The IHS Markit Canada Manufacturing Purchasing Managers' Index (PMI) rose to a seasonally adjusted 57.2 in August from 56.2 in July. It was the PMI's highest level since April and the 14th straight month above the 50 threshold marking growth in the sector.
"Canada's manufacturing sector recorded another robust improvement in operating conditions in August," Shreeya Patel, an economist at IHS Markit, said in a statement.
"The latest uptick gained momentum from that seen in July after demand in both domestic and international markets rose further."
The gauge of new orders advanced to 55.8 from 55.3 in July, while the stocks of purchases index was at 53.7, up from 52.8.
That marked the second-highest level of pre-production inventories in the near 11-year history of the survey as higher sales, freight delays and material shortages encouraged firms to raise the level of stocks they hold as a buffer.

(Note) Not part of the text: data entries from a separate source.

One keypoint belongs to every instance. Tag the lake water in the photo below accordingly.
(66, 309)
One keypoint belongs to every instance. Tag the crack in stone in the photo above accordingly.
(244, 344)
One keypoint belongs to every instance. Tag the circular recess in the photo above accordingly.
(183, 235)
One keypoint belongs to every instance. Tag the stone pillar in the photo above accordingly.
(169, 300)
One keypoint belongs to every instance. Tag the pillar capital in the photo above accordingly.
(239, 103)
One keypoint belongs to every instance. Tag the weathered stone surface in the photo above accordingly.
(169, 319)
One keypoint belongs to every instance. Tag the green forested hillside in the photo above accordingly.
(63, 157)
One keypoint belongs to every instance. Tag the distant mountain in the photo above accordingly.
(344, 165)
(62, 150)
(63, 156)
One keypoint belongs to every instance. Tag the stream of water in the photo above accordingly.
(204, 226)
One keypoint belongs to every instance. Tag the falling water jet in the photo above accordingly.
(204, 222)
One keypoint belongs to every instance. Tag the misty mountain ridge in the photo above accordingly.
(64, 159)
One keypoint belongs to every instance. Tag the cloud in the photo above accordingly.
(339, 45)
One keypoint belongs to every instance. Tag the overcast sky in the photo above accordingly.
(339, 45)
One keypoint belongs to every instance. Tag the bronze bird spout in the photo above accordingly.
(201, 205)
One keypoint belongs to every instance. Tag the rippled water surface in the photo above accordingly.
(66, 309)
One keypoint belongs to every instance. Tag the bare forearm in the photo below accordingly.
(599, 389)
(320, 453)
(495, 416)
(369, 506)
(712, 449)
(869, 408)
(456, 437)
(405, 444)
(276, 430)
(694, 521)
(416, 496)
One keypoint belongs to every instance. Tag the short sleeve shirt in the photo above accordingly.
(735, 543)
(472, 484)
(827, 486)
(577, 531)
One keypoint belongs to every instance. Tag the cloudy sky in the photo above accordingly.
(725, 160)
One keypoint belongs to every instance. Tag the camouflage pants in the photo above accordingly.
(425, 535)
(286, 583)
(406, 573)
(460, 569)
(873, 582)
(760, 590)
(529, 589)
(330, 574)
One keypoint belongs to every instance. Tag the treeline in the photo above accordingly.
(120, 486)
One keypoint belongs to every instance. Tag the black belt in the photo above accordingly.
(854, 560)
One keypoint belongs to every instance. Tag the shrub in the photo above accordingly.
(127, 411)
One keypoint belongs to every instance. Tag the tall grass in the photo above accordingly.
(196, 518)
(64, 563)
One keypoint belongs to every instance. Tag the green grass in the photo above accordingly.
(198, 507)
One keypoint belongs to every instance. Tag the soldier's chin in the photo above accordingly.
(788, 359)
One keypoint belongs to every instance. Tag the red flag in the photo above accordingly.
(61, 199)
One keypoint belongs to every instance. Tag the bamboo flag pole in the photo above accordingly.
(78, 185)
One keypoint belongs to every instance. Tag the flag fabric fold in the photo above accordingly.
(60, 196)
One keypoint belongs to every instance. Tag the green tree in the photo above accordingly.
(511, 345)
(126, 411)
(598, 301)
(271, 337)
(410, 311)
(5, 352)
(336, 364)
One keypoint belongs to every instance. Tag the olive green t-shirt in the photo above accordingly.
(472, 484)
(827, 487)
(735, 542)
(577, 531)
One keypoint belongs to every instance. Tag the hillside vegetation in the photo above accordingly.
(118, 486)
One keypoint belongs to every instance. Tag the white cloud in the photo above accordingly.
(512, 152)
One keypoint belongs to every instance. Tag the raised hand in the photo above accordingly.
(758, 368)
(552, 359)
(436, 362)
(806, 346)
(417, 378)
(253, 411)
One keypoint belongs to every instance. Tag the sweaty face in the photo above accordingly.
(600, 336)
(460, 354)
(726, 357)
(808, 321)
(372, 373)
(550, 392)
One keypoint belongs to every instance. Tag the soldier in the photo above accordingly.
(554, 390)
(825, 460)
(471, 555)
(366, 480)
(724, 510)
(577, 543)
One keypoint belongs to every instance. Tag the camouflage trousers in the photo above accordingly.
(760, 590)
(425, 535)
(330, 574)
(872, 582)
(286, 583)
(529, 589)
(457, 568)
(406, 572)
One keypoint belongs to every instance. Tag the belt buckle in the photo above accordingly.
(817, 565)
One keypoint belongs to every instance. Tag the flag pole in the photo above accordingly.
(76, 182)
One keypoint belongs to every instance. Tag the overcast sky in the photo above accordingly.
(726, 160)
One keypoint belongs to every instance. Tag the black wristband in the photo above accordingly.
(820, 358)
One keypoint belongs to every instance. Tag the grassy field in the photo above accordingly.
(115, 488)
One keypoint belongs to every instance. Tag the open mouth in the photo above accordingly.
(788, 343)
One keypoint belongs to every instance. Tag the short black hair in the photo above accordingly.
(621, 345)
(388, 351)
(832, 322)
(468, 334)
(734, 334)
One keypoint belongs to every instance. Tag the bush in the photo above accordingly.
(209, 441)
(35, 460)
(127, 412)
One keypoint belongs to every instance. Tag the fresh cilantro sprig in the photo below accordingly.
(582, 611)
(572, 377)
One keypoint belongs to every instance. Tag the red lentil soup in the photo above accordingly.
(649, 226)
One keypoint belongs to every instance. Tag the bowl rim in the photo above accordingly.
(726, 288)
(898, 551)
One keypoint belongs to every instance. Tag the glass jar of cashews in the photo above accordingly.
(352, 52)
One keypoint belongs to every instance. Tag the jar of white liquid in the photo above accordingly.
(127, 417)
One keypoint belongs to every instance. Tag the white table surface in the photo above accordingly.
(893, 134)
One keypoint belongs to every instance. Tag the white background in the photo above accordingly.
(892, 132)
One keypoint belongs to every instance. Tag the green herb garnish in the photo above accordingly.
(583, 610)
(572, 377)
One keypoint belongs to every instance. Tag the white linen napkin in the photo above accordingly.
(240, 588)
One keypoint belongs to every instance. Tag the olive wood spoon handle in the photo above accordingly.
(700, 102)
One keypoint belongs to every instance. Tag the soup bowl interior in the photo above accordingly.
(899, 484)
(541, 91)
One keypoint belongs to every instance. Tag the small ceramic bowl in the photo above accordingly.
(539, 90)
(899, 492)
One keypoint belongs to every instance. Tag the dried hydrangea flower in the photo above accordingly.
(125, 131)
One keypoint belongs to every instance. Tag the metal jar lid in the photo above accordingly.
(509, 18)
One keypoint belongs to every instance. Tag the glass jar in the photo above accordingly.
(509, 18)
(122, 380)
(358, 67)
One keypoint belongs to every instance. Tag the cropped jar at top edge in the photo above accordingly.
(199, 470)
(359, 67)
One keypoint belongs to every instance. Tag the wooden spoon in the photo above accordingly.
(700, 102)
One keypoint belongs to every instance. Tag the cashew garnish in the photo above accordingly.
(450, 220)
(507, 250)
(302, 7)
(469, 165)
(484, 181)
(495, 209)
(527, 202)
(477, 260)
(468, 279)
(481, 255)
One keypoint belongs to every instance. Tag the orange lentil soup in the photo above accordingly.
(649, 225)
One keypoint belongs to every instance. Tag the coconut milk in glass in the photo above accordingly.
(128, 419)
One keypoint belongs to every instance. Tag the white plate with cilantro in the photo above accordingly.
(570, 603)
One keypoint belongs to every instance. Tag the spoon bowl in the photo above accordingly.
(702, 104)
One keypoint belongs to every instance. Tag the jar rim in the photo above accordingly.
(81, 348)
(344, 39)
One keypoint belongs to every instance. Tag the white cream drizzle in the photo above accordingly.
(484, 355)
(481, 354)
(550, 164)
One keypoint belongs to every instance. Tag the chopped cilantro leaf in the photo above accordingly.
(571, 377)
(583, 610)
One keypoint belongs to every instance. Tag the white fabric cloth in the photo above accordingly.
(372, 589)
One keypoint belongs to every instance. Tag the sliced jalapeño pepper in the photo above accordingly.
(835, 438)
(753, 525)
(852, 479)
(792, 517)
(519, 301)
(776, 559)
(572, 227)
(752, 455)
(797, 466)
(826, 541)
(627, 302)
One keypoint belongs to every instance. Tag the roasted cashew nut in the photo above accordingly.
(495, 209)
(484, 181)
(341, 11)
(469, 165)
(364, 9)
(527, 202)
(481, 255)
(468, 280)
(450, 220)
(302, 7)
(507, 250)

Restrictions related to the coronavirus pandemic have contributed to bottlenecks globally.
The factory sector's main concern "has been price and supply chain pressures which have often stemmed from material shortages," Patel said. "With costs intensifying over the course of the month, prices look set to remain elevated for some time."
The input prices index rose to a series high of 77.2 from 72.0 in July, while the measure of output prices was also elevated as firms passed on higher material and shipping prices to their clients.
Still, firms grew more upbeat about prospects for growth. The future output index climbed to 66.7 from 63.1 in July.